Editor's Note: Any reference to TheStreet Ratings and its underlying recommendation does not reflect the opinion of TheStreet, Inc. or any of its contributors including Jim Cramer or Stephanie Link. Trade-Ideas LLC identified NetApp ( NTAP) as a "water-logged and getting wetter" (weak stocks crossing below support with today's range greater than 200%) candidate. In addition to specific proprietary factors, Trade-Ideas identified NetApp as such a stock due to the following factors:
- NTAP has an average dollar-volume (as measured by average daily share volume multiplied by share price) of $156.3 million.
- NTAP has traded 5.4 million shares today.
- NTAP traded in a range 209.4% of the normal price range with a price range of $1.51.
- NTAP traded below its daily resistance level (quality: 251 days, meaning that the stock is crossing a resistance level set by the last 251 calendar days. The resistance price is defined by the Price - $0.01 at the time of the signal).
Stocks matching the 'Water-Logged and Getting Wetter' criteria are worthwhile stocks to watch for a variety of factors including historical back testing and volatility. Trade-Ideas targets these opportunities because the stock is exhibiting an unusual behavior while displaying negative price action. In this case, the stock crossed an important inflection point; namely, "support" while at the same time the range of the stock's movement in price is twice its normal size. This large range foreshadows a possible continuation as the stock moves lower. EXCLUSIVE OFFER: Get the inside scoop on opportunities in NTAP with the Ticky from Trade-Ideas. See the FREE profile for NTAP NOW at Trade-Ideas More details on NTAP: NetApp, Inc. engages in design, manufacture, and marketing of networked storage solutions. The company supplies enterprise storage and data management software and hardware products and services. The stock currently has a dividend yield of 1.5%. NTAP has a PE ratio of 23.1. Currently there are 11 analysts that rate NetApp a buy, 2 analysts rate it a sell, and 12 rate it a hold. The average volume for NetApp has been 4.1 million shares per day over the past 30 days. NetApp has a market cap of $13.2 billion and is part of the technology sector and computer hardware industry. The stock has a beta of 1.83 and a short float of 1.8% with 1.48 days to cover. Shares are down 3.2% year-to-date as of the close of trading on Thursday. STOCKS TO BUY: TheStreet Quant Ratings has identified a handful of stocks that can potentially TRIPLE in the next 12 months. Learn more. TheStreetRatings.com Analysis: TheStreet Quant Ratings rates NetApp as a buy. The company's strengths can be seen in multiple areas, such as its compelling growth in net income, largely solid financial position with reasonable debt levels by most measures, expanding profit margins, notable return on equity and increase in stock price during the past year. We feel these strengths outweigh the fact that the company shows weak operating cash flow. Highlights from the ratings report include:
- The net income growth from the same quarter one year ago has exceeded that of the S&P 500 and greatly outperformed compared to the Computers & Peripherals industry average. The net income increased by 21.5% when compared to the same quarter one year prior, going from $158.10 million to $192.10 million.
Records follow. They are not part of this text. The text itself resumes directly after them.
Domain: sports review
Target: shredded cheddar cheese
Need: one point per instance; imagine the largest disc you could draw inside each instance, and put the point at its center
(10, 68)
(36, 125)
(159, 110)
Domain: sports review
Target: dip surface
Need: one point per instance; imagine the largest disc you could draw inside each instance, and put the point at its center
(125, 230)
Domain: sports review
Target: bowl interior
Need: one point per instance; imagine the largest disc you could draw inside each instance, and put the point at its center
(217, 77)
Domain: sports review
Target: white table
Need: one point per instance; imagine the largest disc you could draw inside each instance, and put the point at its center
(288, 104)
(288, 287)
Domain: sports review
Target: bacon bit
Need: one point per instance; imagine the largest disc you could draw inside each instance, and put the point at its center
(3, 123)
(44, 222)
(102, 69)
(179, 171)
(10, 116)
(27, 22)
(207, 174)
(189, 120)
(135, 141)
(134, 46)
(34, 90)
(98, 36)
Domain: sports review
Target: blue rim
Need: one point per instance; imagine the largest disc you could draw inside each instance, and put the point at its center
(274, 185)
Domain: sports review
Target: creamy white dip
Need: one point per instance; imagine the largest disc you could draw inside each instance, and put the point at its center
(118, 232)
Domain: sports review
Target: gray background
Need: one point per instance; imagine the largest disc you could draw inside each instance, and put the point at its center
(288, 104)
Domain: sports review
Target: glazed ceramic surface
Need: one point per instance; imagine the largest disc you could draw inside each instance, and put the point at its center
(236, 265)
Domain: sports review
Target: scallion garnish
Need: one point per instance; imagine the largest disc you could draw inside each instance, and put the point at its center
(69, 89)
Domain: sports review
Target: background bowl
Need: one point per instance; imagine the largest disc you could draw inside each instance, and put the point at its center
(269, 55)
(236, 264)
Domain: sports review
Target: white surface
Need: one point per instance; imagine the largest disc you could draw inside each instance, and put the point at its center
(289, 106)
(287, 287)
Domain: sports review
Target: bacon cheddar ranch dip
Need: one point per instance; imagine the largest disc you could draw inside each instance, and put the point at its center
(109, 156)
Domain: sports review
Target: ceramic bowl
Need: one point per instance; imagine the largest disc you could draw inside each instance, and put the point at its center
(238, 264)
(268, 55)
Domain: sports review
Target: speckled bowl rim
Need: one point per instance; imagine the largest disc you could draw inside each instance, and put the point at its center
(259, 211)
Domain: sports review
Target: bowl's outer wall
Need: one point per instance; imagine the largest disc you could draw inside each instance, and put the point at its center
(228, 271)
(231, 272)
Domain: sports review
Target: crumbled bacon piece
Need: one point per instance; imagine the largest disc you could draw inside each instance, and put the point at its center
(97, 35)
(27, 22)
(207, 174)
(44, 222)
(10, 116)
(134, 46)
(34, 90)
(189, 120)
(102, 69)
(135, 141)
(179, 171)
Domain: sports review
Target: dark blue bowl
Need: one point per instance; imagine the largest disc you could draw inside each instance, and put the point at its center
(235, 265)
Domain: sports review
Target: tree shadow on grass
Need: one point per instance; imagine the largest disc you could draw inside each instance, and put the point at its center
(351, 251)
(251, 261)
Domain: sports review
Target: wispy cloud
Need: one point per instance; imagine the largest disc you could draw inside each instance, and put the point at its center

- Although NTAP's debt-to-equity ratio of 0.25 is very low, it is currently higher than that of the industry average. To add to this, NTAP has a quick ratio of 2.33, which demonstrates the ability of the company to cover short-term liquidity needs.
- The gross profit margin for NETAPP INC is rather high; currently it is at 67.45%. It has increased from the same quarter the previous year. Despite the strong results of the gross profit margin, NTAP's net profit margin of 11.93% significantly trails the industry average.
- The return on equity has improved slightly when compared to the same quarter one year prior. This can be construed as a modest strength in the organization. Compared to other companies in the Computers & Peripherals industry and the overall market on the basis of return on equity, NETAPP INC has underperformed in comparison with the industry average, but has exceeded that of the S&P 500.
- Compared to where it was a year ago today, the stock is now trading at a higher level, reflecting both the market's overall trend during that period and the fact that the company's earnings growth has been robust. Looking ahead, the stock's rise over the last year has already helped drive it to a level which is relatively expensive compared to the rest of its industry. We feel, however, that the other strengths this company displays justify these higher price levels.
- You can view the full NetApp Ratings Report.